THE GALLOWS: ACT II / CERT: 15 / DIRECTORS & SCREENPLAY: TRAVIS CLUFF, CHRIS LOFING / STARRING: EMA HORVATH, CHRIS MILLIGAN, BRITTANY FALARDEAU / RELEASE DATE: OUT NOW (ON DEMAND/SKY STORE)
Back in 2015, Blumhouse backed handheld horror The Gallows looked to craft a new icon in Charlie Grimille, a young lad that lost his life on stage in a noose mishap at a 1993 school production of play called "The Gallows", only to return all those years later as a vengeful hooded spirit to trap, haunt and stalk a bunch of young ‘uns in the school theatre after dark. Despite harsh critical responses, there were big box office returns ($43 million on a $100,000 budget) for Travis Cluff and Chris Lofing’s found footage frightener. So, here comes Charlie once again for The Gallows: Act II.
This time, the film focuses on aspiring actress - and seeker of an online following - Ana Rue (Ema Horvath), whose arrival at a fancy new school raises her hopes that she can finally ‘make it’. But when the young lady decides to embark on a viral trend known as the “Charlie Challenge”, her desires are tested and twisted by an evil presence.
The Gallows: Act II (similar to the vastly disappointing [Rec] 3: Genesis) abandons its core ‘shaky cam’ format early on and the results are a big mess of a movie. Rumours had it this secretly shot sequel was put to one side after disastrous test screenings and after watching it, this seems very likely. You just get the distinct impression the makers lost confidence in this some time ago and the longer it goes on, the more it crumbles.
Despite the effort of lead Ema Horvath, very little here makes any sense either on its own merits or particularly as a sequel.

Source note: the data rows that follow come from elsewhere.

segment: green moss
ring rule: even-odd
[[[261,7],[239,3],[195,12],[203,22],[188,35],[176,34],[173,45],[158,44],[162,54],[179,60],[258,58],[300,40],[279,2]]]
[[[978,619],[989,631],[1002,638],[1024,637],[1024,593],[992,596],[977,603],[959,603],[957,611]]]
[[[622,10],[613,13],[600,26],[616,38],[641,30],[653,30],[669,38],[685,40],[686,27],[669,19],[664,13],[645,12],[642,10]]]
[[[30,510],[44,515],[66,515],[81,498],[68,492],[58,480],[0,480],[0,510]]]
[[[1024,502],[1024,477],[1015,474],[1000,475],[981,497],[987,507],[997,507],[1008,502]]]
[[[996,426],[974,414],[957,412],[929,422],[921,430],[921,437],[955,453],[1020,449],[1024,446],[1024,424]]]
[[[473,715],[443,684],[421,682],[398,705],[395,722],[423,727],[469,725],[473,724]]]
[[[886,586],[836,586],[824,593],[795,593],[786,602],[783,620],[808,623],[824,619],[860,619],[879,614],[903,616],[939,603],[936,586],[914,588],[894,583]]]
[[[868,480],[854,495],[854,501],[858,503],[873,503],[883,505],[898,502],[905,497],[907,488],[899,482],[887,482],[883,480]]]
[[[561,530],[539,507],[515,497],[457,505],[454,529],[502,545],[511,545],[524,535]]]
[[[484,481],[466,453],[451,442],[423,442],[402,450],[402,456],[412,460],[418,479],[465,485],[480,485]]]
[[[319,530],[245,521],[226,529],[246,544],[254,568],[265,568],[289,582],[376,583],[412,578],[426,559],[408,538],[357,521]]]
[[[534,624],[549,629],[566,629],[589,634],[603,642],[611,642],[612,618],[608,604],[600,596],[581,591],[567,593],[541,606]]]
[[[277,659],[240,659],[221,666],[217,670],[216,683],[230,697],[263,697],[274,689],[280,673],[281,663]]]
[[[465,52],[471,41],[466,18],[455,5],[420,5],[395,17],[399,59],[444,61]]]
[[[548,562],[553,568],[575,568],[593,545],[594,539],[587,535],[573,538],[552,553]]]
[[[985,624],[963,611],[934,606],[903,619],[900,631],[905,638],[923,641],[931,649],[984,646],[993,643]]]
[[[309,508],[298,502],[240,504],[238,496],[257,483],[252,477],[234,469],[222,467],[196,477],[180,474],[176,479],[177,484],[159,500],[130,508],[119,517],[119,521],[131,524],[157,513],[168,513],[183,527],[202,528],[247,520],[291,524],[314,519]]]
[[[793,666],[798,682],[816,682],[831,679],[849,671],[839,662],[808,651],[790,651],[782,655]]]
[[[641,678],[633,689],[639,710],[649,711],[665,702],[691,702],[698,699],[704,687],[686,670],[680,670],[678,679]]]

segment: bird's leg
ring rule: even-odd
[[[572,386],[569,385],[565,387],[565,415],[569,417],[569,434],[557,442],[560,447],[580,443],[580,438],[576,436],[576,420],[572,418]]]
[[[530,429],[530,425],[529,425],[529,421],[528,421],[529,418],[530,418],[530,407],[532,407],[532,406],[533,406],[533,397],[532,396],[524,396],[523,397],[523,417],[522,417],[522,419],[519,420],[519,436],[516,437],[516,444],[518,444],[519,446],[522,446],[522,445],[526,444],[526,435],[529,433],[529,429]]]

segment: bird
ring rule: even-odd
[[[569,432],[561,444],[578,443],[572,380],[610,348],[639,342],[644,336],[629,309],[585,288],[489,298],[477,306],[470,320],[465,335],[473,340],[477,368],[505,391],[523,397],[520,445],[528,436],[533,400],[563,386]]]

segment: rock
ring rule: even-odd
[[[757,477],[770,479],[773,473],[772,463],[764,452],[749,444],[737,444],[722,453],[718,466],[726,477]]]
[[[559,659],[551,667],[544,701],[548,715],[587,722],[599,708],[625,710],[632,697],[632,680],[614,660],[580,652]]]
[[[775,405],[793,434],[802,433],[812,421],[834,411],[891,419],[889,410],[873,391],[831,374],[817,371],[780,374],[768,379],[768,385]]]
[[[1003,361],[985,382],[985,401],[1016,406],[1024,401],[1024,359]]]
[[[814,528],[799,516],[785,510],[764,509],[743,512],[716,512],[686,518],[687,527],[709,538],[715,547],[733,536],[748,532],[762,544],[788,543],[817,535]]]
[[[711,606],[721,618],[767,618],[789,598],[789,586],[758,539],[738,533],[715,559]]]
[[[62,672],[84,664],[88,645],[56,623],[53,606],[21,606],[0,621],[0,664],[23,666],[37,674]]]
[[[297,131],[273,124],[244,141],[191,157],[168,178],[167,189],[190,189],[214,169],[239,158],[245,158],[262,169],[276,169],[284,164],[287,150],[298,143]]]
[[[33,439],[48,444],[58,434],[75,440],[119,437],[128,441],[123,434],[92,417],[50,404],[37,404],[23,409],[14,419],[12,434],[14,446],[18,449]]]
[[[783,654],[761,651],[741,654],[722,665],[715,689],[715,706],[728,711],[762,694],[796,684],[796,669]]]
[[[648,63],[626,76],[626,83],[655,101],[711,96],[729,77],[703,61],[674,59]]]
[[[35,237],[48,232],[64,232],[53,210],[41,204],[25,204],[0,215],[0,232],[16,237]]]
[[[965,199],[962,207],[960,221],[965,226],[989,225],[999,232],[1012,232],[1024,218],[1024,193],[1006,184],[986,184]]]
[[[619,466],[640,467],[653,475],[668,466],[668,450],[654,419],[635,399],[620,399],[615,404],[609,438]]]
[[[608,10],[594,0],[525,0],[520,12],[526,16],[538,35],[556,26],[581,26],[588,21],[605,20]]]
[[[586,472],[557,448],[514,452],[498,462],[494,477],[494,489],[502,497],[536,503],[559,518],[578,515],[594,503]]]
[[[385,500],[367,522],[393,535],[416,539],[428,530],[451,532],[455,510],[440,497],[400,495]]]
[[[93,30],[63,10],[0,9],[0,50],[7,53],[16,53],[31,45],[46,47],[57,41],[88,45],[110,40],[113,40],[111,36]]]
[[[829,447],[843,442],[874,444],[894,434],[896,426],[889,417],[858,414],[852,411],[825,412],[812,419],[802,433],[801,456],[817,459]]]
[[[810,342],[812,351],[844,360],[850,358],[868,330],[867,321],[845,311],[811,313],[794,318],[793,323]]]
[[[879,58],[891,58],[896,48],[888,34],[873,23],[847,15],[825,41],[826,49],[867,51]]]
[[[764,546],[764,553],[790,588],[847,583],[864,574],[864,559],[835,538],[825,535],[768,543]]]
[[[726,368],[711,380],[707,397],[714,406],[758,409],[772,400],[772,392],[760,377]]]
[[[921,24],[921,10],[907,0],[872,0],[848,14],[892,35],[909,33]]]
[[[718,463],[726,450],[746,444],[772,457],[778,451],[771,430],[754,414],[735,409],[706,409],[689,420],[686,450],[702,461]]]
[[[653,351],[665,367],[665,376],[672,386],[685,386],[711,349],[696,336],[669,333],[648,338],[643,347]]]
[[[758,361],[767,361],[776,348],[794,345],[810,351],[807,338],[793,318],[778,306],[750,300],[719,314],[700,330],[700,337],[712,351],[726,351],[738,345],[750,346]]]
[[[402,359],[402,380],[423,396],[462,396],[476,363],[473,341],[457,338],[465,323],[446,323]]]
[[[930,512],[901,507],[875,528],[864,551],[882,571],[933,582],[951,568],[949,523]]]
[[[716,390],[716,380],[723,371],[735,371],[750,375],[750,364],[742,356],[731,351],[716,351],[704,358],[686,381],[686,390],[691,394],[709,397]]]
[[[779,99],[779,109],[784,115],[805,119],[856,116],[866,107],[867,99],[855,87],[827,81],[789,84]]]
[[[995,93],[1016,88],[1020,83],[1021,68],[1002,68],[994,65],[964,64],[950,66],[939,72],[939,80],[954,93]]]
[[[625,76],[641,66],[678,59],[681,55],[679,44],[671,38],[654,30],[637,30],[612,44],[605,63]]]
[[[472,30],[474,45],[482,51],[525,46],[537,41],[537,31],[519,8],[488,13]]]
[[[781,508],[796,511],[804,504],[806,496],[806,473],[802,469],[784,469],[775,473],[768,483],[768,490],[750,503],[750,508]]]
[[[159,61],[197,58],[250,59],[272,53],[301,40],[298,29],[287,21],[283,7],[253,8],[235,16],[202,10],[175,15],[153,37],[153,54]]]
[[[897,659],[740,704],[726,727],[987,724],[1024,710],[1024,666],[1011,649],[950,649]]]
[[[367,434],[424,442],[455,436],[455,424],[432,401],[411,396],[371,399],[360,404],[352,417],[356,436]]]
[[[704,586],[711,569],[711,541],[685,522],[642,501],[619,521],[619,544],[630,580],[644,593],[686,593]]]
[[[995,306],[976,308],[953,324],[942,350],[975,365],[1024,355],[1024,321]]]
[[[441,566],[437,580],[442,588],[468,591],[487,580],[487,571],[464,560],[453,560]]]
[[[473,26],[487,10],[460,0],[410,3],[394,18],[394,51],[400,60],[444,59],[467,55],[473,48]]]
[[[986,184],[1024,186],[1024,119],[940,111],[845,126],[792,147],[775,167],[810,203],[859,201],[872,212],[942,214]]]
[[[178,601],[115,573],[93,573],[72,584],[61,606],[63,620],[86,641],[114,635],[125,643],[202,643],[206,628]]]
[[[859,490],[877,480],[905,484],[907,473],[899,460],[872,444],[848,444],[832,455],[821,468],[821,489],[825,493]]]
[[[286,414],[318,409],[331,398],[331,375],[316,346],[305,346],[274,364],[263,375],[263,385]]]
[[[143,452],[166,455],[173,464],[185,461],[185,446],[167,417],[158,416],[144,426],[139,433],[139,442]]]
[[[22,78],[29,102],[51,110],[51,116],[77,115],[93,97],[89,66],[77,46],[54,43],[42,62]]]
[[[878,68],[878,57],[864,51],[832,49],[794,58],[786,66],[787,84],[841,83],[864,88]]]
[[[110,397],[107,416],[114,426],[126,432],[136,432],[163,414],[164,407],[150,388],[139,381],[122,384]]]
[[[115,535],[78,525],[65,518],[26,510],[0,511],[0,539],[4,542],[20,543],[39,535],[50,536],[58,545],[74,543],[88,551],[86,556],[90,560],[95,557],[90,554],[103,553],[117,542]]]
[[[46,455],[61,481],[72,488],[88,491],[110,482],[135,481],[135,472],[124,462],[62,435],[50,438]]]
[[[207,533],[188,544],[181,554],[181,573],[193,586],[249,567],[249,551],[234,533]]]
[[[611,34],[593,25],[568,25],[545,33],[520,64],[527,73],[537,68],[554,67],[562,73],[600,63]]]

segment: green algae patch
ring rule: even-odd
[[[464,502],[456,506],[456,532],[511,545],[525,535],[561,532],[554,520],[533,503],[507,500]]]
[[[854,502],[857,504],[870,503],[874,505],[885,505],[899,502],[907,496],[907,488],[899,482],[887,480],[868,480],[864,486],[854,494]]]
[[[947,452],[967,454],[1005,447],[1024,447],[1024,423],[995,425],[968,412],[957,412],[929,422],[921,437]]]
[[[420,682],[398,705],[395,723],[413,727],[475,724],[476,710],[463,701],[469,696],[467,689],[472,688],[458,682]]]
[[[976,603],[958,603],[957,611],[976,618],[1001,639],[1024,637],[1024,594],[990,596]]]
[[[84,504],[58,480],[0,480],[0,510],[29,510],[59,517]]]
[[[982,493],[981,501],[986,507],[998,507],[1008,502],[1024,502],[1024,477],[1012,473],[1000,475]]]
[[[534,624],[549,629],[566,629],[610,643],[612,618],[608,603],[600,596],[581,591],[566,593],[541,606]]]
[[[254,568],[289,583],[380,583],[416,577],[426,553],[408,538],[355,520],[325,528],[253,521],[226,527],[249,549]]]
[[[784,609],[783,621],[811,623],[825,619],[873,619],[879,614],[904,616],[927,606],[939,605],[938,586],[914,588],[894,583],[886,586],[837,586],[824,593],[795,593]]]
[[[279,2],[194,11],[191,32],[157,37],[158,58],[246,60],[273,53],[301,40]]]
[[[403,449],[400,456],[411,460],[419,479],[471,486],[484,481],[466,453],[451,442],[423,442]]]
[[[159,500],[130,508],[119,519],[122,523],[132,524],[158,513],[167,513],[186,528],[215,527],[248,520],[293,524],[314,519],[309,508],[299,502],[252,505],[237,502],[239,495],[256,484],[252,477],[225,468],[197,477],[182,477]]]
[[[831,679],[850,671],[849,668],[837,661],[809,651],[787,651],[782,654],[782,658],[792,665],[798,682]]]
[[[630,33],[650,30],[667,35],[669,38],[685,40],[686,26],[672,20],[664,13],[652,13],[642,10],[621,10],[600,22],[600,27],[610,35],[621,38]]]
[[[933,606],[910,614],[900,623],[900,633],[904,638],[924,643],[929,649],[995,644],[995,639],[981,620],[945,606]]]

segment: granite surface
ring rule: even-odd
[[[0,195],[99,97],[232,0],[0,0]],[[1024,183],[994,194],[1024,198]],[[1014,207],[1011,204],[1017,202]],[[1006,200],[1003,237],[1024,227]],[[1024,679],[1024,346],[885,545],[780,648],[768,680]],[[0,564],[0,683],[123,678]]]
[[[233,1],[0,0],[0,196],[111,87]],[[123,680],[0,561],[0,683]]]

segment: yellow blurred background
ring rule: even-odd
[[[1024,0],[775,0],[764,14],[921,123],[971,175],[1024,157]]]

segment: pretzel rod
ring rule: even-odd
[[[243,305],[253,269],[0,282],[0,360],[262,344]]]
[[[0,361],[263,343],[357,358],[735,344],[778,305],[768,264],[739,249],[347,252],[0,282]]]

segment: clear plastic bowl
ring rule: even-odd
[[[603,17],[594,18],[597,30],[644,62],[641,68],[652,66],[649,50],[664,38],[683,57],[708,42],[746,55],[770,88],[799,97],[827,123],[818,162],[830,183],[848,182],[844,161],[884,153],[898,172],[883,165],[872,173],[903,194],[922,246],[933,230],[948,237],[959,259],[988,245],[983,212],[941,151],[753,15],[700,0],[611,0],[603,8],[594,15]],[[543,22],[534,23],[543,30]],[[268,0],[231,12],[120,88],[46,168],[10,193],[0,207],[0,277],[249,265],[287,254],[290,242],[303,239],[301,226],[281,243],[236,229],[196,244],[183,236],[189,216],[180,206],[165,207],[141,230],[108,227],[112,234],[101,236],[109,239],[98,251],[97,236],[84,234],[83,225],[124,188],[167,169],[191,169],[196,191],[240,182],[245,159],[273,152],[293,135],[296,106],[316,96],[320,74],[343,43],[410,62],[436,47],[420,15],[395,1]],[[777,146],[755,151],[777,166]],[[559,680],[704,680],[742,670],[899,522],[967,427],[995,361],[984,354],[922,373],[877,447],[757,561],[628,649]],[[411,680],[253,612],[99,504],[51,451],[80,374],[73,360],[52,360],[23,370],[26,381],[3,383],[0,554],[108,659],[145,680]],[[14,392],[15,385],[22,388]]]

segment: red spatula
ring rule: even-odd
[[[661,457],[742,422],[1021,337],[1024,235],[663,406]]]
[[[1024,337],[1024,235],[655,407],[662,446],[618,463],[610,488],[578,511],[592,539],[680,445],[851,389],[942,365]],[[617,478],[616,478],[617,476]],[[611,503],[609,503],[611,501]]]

There is a clear intention with the script to raise a point about the obsessiveness of pursuing online stardom but it is so badly handled that the film just comes across as garbled and unsure of what it wants to accomplish. The final twist feels placed here simply because the last film had one, unlike that one though, this twist makes not a lick of logical sense and is hardly even built up to.
Characters come and go, each with rushed or creakily delivered “development” and as the scares jump in and out of proceedings, you’re just struck by the ineffectiveness of it all. None of the familiar scares land and they don’t even have the benefit of a creepy setting (like an empty theatre in the first movie) to give them a leg up.
You just cannot help but think that they thought it was a good idea at the time, started rolling and realised it was too late to rethink. As it lands unceremoniously in select theatres/on demand in the US and on Sky Store over here in the UK, it seems sadly clear that this inferior in every way sequel has choked more painfully than poor old Charlie did.